For decisions as a result of FOMO, where you have had the unfortunate experience of buying into the latest hot theme and then realized some level of buyer’s remorse soon thereafter when the price falls, there are potential exit options here too. Your default is to look for an investment solution which carries similar exposure, but where you can have a high degree of confidence in the future prospects where you may not have had this with your initial purchase. An example would have been buying into a ‘hot’ stock such as Coinbase – listed in 2021 at 100 times current earnings, near the height of the Bitcoin frenzy as a trading platform for bitcoin and other crypto assets.
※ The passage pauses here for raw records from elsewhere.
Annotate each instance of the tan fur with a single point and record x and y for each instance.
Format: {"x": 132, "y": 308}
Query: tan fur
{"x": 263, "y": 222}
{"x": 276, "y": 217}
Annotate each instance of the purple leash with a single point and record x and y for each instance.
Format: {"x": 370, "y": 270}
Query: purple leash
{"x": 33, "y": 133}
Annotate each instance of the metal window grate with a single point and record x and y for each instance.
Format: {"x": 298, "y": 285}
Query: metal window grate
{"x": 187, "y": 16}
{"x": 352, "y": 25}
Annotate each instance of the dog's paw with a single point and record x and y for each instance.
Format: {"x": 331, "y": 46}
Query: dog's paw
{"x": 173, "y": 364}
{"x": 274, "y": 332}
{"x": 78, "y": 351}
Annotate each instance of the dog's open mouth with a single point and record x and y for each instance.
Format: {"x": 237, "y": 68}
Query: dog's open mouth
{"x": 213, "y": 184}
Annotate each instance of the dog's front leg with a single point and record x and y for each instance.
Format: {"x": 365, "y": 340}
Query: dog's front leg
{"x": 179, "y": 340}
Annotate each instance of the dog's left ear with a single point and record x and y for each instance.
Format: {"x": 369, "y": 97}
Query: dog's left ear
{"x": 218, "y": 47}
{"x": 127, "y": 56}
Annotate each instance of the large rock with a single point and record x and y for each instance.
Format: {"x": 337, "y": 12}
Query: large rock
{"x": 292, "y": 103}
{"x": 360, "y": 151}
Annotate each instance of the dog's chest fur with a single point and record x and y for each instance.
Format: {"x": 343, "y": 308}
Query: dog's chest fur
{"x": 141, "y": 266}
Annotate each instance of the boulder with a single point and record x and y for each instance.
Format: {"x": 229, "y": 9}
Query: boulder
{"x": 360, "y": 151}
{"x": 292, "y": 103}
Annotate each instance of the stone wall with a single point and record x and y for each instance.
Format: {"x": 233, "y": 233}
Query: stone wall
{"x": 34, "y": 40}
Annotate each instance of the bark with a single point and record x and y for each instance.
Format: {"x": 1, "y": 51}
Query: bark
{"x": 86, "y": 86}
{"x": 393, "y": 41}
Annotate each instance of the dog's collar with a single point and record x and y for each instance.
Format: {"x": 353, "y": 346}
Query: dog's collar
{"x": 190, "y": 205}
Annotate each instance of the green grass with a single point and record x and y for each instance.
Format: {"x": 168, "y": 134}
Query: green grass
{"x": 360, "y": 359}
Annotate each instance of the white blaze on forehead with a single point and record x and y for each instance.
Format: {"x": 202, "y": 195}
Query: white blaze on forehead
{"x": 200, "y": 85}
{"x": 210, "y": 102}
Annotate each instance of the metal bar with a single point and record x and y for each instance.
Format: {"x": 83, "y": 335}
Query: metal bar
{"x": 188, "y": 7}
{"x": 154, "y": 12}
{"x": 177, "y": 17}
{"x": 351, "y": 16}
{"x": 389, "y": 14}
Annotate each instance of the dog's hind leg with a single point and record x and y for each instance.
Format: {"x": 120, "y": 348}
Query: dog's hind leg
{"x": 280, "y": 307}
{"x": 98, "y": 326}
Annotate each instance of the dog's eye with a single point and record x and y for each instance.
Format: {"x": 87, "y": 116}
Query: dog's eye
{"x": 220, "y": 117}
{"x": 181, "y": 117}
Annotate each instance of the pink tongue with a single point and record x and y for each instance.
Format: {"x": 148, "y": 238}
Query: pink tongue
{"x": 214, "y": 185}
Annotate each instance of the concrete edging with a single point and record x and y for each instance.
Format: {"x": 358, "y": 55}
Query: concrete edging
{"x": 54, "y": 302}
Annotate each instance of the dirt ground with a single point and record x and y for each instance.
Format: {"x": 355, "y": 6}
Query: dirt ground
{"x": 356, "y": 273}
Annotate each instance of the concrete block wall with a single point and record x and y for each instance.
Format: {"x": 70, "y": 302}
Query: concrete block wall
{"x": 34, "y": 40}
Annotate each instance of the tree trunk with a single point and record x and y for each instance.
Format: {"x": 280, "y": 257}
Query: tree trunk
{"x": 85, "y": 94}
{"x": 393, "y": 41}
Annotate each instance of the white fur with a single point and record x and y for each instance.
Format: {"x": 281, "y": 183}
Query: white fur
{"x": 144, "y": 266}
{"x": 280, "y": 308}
Coinbase has subsequently fallen 80% since listing, but all is not lost if you were to switch your remaining
investment to a high growth-oriented fund which has good fundamental research to support a diverse setoff underlying investment, and is more likely to deliver in future albeit over a relatively extended time horizon.
Looking for solutions
When attempting to extricate yourself from a losing position, there are four key steps to consider:
- Survey the damage: how did it come about, what is lost, what may be lost, how much can I still lose? If I am not sure, ask for input from someone with no conflicted interests.
- What type of exposure do I have, and does the recovery plan preclude this asset class, or should it be the natural replacement?
- Setup and agree to a plan centered around sensible extraction. This may require a phase out approach to mitigate the timing risk often prevalent in highly volatile assets or markets.
- Once you have course-corrected, how does this investment fit within your broader financial plan?
When you are faced with an expensive investment problem such as those listed above, it is worth your while to stop and consider what options you may have to course correct, and hopefully, you have the chance to Moonwalk Away.